By Shane Bauer
The light is fading from the dusty Baghdad sky as Hassan Mahsan re-enacts what happened to his family last summer. We're standing in the courtyard of his concrete-block house, his children are watching us quietly and his wife is twirling large circles of dough and slapping them against the inside walls of a roaring oven. He walks over to his three-foot-tall daughter and grabs her head like a melon. As she stands there, he gestures wildly behind her, pretending to tie up her hands, then pretending to point a rifle at her head. "They took the blindfold off me, pointed the gun at her head and cocked it, saying, 'Either you tell us where al-Zaydawi is, or we kill your daughter.'"
As Hassan tells it, it was a quiet night on June 10, 2008, in Sadr City, Baghdad's poor Shiite district of more than 2 million people, when the helicopter appeared over his house and the front door exploded, nearly burning his sleeping youngest son.
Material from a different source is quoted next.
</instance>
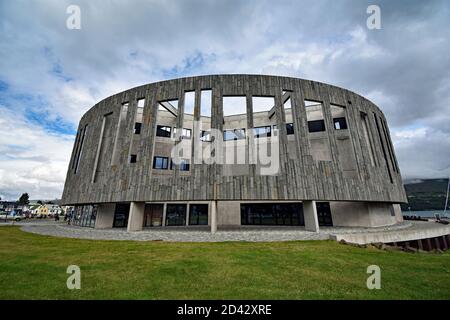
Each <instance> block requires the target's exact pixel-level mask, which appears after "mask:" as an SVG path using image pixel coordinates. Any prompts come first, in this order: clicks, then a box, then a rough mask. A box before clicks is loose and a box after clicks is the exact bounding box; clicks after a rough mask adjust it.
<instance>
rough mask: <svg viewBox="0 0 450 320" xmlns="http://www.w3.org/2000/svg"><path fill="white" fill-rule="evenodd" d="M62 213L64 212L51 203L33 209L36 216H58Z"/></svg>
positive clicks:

Before Hassan knew it, he was on the ground, hands bound and a bag over his head, with eight men pointing rifles at him, locked and loaded.
At first he couldn't tell whether the men were Iraqis or Americans. He says he identified himself as a police sergeant, offering his ID before they took his pistol and knocked him to the ground. The men didn't move like any Iraqi forces he'd ever seen. They looked and spoke like his countrymen, but they were wearing American-style uniforms and carrying American weapons with night-vision scopes. They accused him of being a commander in the local militia, the Mahdi Army, before they dragged him off, telling his wife he was "finished." But before they left, they identified themselves. "We are the Special Forces. The dirty brigade," Hassan recalls them saying.